The U.S. Securities and Exchange Commission has embarked on a far-reaching review of its public company disclosure requirements. In a concept release issued on April 13, the SEC invited comments on how it could modernize Regulation S-K, the body of rules that spells out the business and financial information that SEC-reporting companies must disclose in annual and quarterly filings. The concept release is part of the SEC’s Disclosure Effectiveness Initiative, which is exploring ways to make disclosure more useful to investors. The comment period runs until July 21, 2016.

The release covers an array of issues and possible reforms and includes 340 questions, many with multiple subparts. The discussion is divided into three broad topics–

  • The SEC’s current disclosure framework and potential alternative approaches.
  • The specific business and financial disclosures that companies are required to include in periodic reports.
  • How companies can most effectively present required information to investors.

The release focuses on the periodic disclosure requirements that apply to U.S. companies and does not include foreign private issuer disclosure. However, any changes to the SEC’s disclosure regime would likely be applied to both domestic and foreign reporting companies.

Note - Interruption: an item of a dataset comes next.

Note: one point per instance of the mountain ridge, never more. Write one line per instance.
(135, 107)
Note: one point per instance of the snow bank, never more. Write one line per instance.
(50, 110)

The scope of the issues raised makes clear that the SEC is open to re-thinking the foundations on which its disclosure system rests. For example–

  • Principles v. rules. The release asks how the SEC should strike a balance between principles-based disclosure and prescriptive disclosure rules. That is, to what extent should companies be asked to disclose information only if it is material to the company and to what extent should particular disclosures be required, regardless of company-specific materiality? In this context, the SEC also asks whether its longstanding materiality test – whether there is a substantial likelihood that a reasonable investor would attach importance to particular information in deciding whether to buy or sell the security – should be retained or replaced with a different standard.
  • Risk factors. Periodic reports must disclose the most significant investment risks, and filings often contain a lengthy list of generic risks which, if they were to occur, could adversely affect the company. The release asks how risk factor disclosure could be improved and raises such possibilities as requiring the company to discuss the probability of occurrence and the effect of each risk; requiring the “top ten” risks to be identified and listed in order; and discouraging the listing of risks that are not specific to the company.
  • The future of MD&A. The Management Discussion and Analysis requirement is intended to provide a narrative explanation of the financial statements that enables investors to see the company “through the eyes of management”. The release asks how MD&A disclosure could be improved, including whether the SEC should require an “executive-level overview” or auditor involvement regarding the reliability of MD&A.
  • Environmental and social responsibility disclosure. Traditionally, the SEC has declined to require disclosures regarding environmental and social responsibility matters, except to the extent that the information is required by statute or is material to a particular company. The release notes that this type of information is becoming more important in voting and investment decisions and invites comment on whether environmental or social responsibility disclosures should be mandatory.
  • Scaled disclosure. The timing and content of reporting currently varies with company size, with different requirements applicable to emerging growth companies, smaller reporting companies, non-accelerated filers, accelerated filers, and larger accelerated filers. The release asks whether the criteria for scaling should be changed and whether other types of companies should be eligible – for example, whether the nature or frequency of large company reporting could be reduced because there is more publicly available information regarding these companies.
  • Reporting frequency. Critics believe that quarterly reporting encourages management to focus on short-term results rather than on long-term strategies.  The concept release raises the possibility of abolishing quarterly reports for some companies, and conversely of requiring some companies to file periodic reports “on a more frequent basis such as monthly.”
  • Improving readability. The release asks for comment on how reports could be made more reader-friendly. Possibilities include greater (or lesser) use of cross-referencing, incorporation by reference, and hyperlinks, including permitting hyperlinks to external websites. The release also discusses the use of layered disclosure, in which disclosures are presented in summary form with a more detailed discussion also available.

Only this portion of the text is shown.